Wüstner Ich kann nur hoffen, dass die Bundeswehr einen wesentlichen Teil aus dem Konjunkturprogramm erhält. Wir haben viele Rahmenverträge, über die die Finanzmittel schnell eingesetzt werden können, wie es der Finanzminister wünscht. Das Ankurbeln der Konjunktur und die Wertschöpfung in Deutschland wäre schnell möglich, beispielsweise bei IT-Projekten, Munition oder der Beschaffung von Lkw. Vieles ist denkbar, muss aber in den kommenden Wochen zwischen Finanz- und Verteidigungsministerium abgestimmt werden.
Mit der Mission Irini soll der Waffenschmuggel nach Libyen unterbunden werden. Wie läuft der Einsatz in der Wahrnehmung Ihrer Mitglieder?
Wüstner Politisch gibt es international hinter den Kulissen viele Unstimmigkeiten, dieses Vorzeigeprojekt europäischer Verteidigungspolitik droht tatsächlich zu scheitern. Militärisch überwiegt jedenfalls die Skepsis, ob dieser Einsatz überhaupt jemals effektiv werden kann.
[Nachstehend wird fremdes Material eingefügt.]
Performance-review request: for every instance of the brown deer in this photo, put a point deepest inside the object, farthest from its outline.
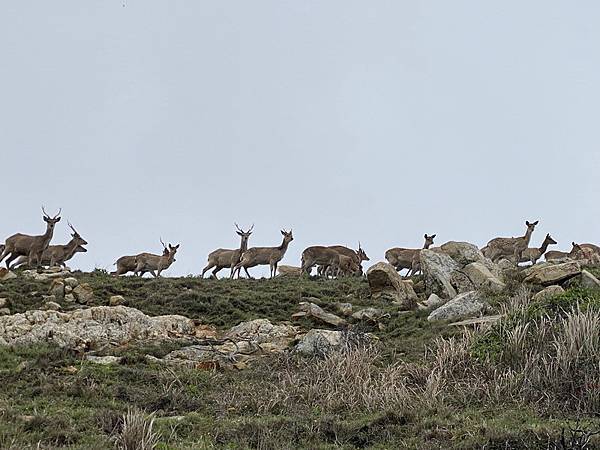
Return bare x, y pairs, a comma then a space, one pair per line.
509, 248
223, 257
357, 256
575, 253
126, 264
325, 257
59, 254
532, 254
155, 264
344, 266
408, 258
257, 256
31, 246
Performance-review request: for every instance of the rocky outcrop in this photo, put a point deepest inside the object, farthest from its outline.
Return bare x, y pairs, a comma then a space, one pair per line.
91, 327
588, 280
321, 342
482, 277
241, 345
308, 309
463, 306
548, 273
550, 291
387, 284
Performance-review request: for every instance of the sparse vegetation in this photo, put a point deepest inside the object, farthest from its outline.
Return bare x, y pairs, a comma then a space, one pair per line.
529, 381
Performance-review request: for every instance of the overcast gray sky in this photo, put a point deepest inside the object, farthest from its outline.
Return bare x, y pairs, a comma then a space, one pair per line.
344, 120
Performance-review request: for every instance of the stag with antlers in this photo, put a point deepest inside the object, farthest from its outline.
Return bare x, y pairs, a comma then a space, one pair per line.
32, 247
59, 254
224, 257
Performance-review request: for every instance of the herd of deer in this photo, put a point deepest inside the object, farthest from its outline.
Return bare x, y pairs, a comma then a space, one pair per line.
336, 260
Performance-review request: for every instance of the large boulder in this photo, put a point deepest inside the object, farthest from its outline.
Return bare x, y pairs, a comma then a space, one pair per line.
308, 309
387, 284
481, 276
443, 275
463, 306
91, 327
462, 252
83, 293
548, 273
242, 344
320, 342
548, 292
6, 274
588, 280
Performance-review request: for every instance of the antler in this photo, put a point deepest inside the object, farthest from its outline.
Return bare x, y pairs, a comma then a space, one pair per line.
72, 228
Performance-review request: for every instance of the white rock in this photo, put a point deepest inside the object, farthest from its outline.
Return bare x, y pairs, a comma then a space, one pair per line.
463, 306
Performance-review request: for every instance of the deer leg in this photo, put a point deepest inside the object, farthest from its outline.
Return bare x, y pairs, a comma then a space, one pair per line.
9, 260
207, 268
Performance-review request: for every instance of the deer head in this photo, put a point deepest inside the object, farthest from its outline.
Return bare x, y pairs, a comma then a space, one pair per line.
287, 236
361, 253
531, 225
51, 221
244, 234
549, 241
77, 239
429, 240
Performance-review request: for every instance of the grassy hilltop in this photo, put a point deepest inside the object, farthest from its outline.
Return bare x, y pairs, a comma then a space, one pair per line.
531, 381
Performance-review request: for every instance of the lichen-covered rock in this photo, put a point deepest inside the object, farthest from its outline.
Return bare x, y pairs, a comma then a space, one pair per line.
548, 273
6, 274
443, 275
57, 288
83, 293
116, 300
387, 284
308, 309
588, 280
320, 342
90, 327
481, 276
463, 306
550, 291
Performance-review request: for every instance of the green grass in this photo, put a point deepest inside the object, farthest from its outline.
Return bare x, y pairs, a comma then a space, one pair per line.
55, 397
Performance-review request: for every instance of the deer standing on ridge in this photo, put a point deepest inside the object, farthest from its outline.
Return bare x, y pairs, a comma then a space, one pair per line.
59, 254
258, 256
358, 256
127, 264
408, 258
575, 253
223, 257
509, 248
532, 254
155, 264
30, 246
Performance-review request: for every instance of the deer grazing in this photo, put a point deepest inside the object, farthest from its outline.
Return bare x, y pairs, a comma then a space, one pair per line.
575, 253
325, 257
509, 248
257, 256
155, 264
358, 256
408, 258
222, 257
147, 262
30, 246
532, 254
59, 254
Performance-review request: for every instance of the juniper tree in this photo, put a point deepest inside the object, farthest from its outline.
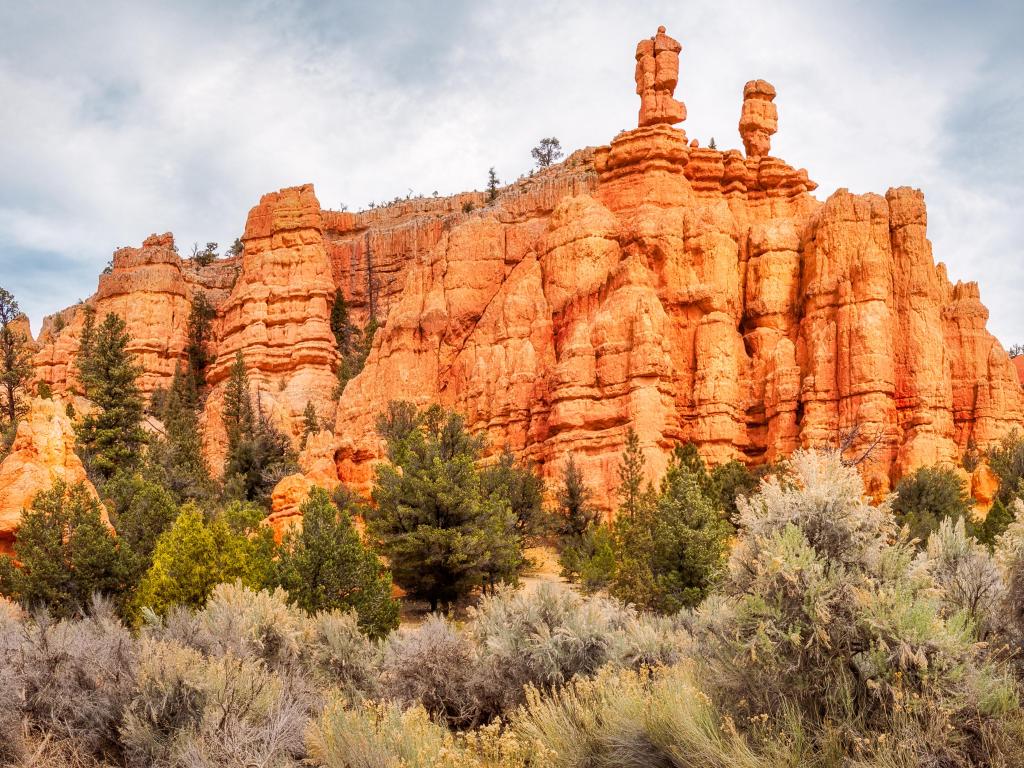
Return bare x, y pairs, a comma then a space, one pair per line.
200, 320
310, 424
66, 553
258, 454
547, 152
325, 565
111, 436
15, 360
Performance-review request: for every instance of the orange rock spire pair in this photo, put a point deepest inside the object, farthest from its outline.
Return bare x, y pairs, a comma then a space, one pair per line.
657, 76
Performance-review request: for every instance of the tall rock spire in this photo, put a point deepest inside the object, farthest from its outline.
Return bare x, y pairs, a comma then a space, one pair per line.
656, 76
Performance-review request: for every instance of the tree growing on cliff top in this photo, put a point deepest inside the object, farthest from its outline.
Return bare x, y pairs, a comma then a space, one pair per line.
15, 361
549, 151
111, 437
493, 183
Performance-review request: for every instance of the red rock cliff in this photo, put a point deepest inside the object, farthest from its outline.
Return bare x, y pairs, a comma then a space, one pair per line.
690, 293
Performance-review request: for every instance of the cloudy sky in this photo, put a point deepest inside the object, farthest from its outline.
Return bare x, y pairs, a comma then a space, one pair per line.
121, 119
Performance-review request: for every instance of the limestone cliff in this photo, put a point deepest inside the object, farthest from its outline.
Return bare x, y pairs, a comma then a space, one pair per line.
692, 293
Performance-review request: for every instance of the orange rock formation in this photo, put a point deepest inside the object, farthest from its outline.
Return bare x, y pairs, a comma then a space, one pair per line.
42, 454
691, 293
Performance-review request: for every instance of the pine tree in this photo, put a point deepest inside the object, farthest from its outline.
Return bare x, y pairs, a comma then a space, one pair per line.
200, 320
258, 454
66, 552
631, 476
441, 534
177, 456
577, 514
112, 436
325, 565
493, 184
547, 152
520, 487
310, 424
15, 363
671, 551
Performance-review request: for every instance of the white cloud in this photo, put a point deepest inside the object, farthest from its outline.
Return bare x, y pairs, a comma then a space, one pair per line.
119, 121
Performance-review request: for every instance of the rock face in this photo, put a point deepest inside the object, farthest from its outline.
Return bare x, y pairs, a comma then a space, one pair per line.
693, 294
759, 119
152, 289
656, 76
42, 454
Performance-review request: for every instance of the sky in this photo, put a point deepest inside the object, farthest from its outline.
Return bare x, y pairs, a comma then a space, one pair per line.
122, 119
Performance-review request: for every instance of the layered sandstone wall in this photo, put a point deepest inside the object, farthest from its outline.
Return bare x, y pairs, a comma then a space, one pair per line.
693, 294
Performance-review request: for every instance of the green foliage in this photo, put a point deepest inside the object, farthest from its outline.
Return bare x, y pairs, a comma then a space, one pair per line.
200, 322
310, 424
195, 555
520, 486
139, 510
66, 552
1007, 461
670, 551
176, 457
258, 455
928, 497
441, 534
15, 361
547, 152
204, 256
631, 476
111, 437
325, 565
493, 183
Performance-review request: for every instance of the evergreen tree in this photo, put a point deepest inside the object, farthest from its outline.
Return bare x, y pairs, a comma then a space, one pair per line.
670, 553
112, 436
577, 514
177, 456
926, 498
631, 476
493, 183
258, 454
441, 534
547, 152
310, 424
346, 334
66, 553
520, 487
195, 555
200, 321
15, 363
325, 565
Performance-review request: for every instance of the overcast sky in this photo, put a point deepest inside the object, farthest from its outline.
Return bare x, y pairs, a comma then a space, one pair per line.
121, 119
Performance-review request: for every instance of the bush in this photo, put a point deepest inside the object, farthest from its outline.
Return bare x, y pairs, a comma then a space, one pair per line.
76, 677
825, 609
928, 497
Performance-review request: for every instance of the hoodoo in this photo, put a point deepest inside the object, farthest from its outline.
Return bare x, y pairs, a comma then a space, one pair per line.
690, 293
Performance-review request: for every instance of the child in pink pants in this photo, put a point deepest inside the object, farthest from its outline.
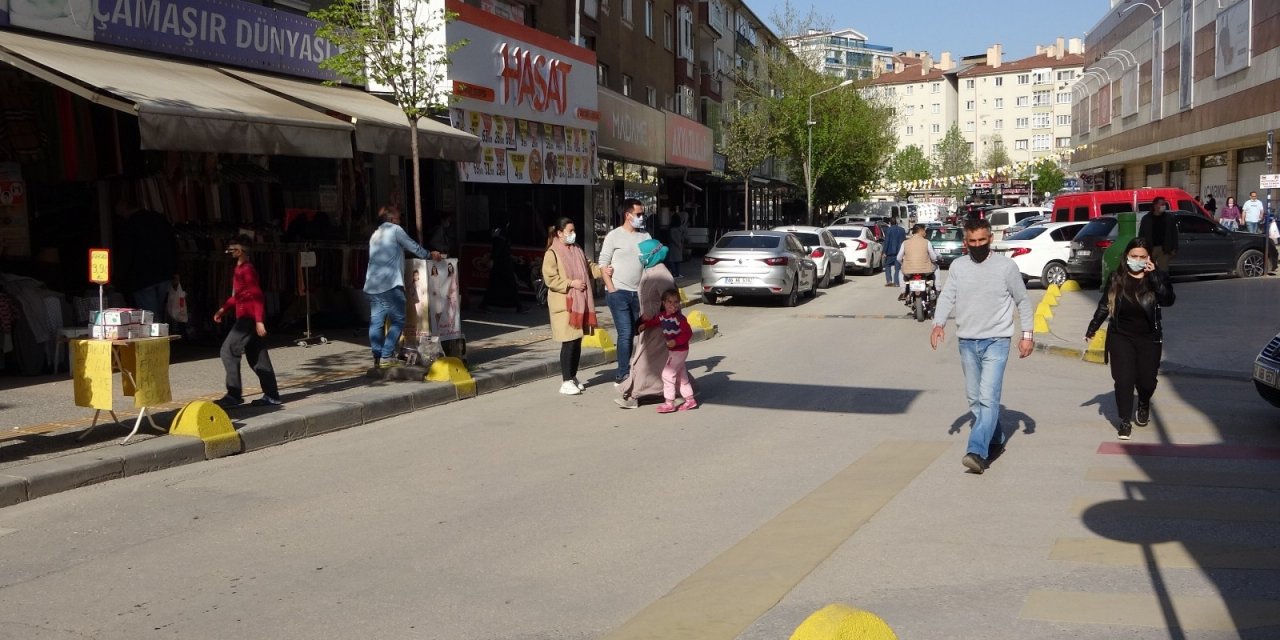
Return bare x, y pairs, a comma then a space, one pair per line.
676, 330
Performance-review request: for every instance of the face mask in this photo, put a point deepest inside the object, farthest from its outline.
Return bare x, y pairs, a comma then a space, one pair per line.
979, 252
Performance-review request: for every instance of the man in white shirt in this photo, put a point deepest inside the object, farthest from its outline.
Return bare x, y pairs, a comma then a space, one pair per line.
1252, 210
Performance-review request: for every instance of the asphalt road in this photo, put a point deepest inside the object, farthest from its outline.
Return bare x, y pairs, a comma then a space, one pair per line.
823, 467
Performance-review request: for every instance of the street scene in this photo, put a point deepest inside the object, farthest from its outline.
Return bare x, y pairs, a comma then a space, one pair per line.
662, 319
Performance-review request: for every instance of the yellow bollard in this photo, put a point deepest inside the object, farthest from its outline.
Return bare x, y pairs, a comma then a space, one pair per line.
452, 370
842, 622
208, 421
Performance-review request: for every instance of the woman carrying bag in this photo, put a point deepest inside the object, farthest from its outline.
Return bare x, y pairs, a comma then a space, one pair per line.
1134, 342
570, 300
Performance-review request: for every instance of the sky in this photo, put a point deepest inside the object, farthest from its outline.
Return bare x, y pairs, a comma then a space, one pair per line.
964, 27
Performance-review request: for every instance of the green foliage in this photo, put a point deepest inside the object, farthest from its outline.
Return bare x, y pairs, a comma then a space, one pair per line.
954, 159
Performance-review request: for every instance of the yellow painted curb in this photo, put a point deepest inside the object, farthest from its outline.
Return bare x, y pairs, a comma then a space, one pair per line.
452, 370
208, 421
842, 622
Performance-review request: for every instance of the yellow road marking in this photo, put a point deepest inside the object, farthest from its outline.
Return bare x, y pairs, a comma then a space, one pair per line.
721, 599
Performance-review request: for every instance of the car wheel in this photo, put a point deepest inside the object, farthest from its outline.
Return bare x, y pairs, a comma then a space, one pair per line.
1054, 273
1251, 264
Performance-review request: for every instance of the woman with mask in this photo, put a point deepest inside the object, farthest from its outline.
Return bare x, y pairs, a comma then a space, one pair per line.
1134, 333
570, 298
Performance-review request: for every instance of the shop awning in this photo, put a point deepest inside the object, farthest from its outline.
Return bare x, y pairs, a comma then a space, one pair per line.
181, 106
380, 126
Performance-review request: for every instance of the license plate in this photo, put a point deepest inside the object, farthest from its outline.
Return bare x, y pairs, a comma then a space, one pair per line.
1264, 375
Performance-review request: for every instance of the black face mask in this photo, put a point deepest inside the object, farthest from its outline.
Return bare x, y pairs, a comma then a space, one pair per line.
979, 252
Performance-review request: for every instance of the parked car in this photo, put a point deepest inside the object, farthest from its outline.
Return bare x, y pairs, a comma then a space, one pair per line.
1004, 218
762, 264
824, 251
1266, 371
1088, 205
947, 243
862, 250
1041, 251
1024, 223
1205, 248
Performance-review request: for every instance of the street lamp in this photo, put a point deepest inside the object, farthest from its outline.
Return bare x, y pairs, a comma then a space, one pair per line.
810, 122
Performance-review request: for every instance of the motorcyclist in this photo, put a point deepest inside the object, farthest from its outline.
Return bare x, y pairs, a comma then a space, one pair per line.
917, 256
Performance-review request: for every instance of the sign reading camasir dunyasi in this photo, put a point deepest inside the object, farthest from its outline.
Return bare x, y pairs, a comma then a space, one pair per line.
229, 32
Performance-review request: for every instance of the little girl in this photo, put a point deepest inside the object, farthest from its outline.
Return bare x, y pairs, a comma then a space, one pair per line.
676, 330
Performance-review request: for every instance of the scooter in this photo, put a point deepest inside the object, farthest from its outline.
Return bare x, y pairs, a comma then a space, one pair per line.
922, 296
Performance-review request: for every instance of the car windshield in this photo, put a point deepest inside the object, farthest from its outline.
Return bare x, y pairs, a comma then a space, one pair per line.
1028, 233
749, 242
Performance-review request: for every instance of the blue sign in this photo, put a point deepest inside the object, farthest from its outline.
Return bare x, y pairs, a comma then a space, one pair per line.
218, 31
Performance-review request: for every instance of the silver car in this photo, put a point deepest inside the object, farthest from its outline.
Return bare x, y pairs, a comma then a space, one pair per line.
766, 264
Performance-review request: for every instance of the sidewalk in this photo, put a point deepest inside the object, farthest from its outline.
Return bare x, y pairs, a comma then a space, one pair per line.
1215, 327
324, 388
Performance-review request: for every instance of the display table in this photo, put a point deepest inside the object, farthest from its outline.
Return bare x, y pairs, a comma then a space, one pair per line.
144, 365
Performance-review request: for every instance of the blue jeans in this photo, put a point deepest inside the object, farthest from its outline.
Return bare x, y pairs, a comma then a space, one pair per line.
892, 272
625, 309
983, 361
382, 306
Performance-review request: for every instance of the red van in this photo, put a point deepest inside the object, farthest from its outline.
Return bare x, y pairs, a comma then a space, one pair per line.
1087, 205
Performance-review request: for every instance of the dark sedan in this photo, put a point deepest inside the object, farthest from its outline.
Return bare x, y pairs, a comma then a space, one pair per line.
1205, 248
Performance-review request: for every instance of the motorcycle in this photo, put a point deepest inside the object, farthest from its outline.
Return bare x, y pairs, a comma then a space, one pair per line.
922, 296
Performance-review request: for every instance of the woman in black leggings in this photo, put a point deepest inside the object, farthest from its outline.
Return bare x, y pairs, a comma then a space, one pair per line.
1134, 333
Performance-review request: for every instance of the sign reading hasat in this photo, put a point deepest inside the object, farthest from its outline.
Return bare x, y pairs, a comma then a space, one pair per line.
528, 96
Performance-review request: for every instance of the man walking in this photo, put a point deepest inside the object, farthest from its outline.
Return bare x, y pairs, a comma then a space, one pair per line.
247, 333
1252, 211
384, 283
983, 292
1160, 228
620, 263
894, 238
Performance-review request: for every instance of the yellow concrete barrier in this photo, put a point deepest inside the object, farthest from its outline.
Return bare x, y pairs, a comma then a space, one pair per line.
842, 622
452, 370
208, 421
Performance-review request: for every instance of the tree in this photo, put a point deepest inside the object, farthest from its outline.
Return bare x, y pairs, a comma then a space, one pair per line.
746, 145
393, 44
908, 164
954, 159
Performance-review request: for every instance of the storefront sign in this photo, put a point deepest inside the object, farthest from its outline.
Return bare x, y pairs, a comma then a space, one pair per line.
689, 144
634, 131
220, 31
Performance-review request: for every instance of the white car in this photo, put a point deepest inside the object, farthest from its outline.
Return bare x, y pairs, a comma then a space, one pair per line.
1041, 251
860, 247
822, 250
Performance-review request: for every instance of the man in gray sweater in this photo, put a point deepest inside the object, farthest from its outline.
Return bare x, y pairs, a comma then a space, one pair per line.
983, 291
620, 263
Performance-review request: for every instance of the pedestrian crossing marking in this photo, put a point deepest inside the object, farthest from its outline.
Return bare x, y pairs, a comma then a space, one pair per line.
1189, 612
1207, 554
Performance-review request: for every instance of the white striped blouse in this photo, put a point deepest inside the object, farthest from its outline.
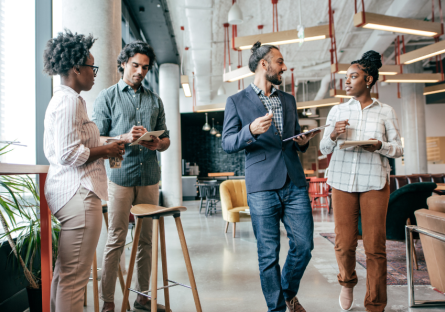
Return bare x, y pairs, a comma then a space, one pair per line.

Die Interessenlagen sind zu unterschiedlich, die Einsatzregeln sind zu ineffektiv. Unter welchen Bedingungen sollen wann und von wem welche Schiffe durchsucht werden?
Wie soll das etwa gegen den Willen unseres NATO-Partners Türkei gehen, der Transporte nach Libyen geleitet? Dass so etwas eskalieren kann, mussten zuletzt die Franzosen erfahren. Jetzt soll möglicherweise ein deutsches Schiff in die Region, zuletzt ist unser - übrigens auch dringend ersatzbedürftiger – Seefernaufklärer mit einer Mehrfachbesatzung stundenlang von Nordholz aus ins Einsatzgebiet geflogen, um dann ganze drei Stunden über dem Mittelmeer aufzuklären. Ich zolle den Besatzungen meinen Respekt, aber die Sinnhaftigkeit wird hier wie in Brüssel in Fragen gestellt. Ich hoffe, dass darüber auch am Rande der Treffen zur EU-Ratspräsidentschaft gesprochen wird. So kann es auf Dauer jedenfalls nicht weiter gehen.
Wie sehen Sie die Ministerin nach einem Jahr im Amt?
Wüstner Die ersten Monate waren etwas holprig. Das lag natürlich auch an der brutalen Doppelbelastung als Parteivorsitzende und Ministerin. Mein Eindruck ist, dass sie nach dem Verzicht auf die Kanzlerkandidatur mehr Möglichkeiten hat und viel freier agiert. Ihre Ziele stimmen - von der materiellen Einsatzbereitschaft über den Ausbau der Infrastruktur bis hin zu mehr Entscheidungsfreiheit für Führungskräfte aller Ebenen. Im zweiten Jahr als Inhaberin der Befehls- und Kommandogewalt agiert sie sicherlich mit einer gewissen Sicherheit, allerdings wird sie sich auch an ihren eigenen Zielen messen lassen müssen.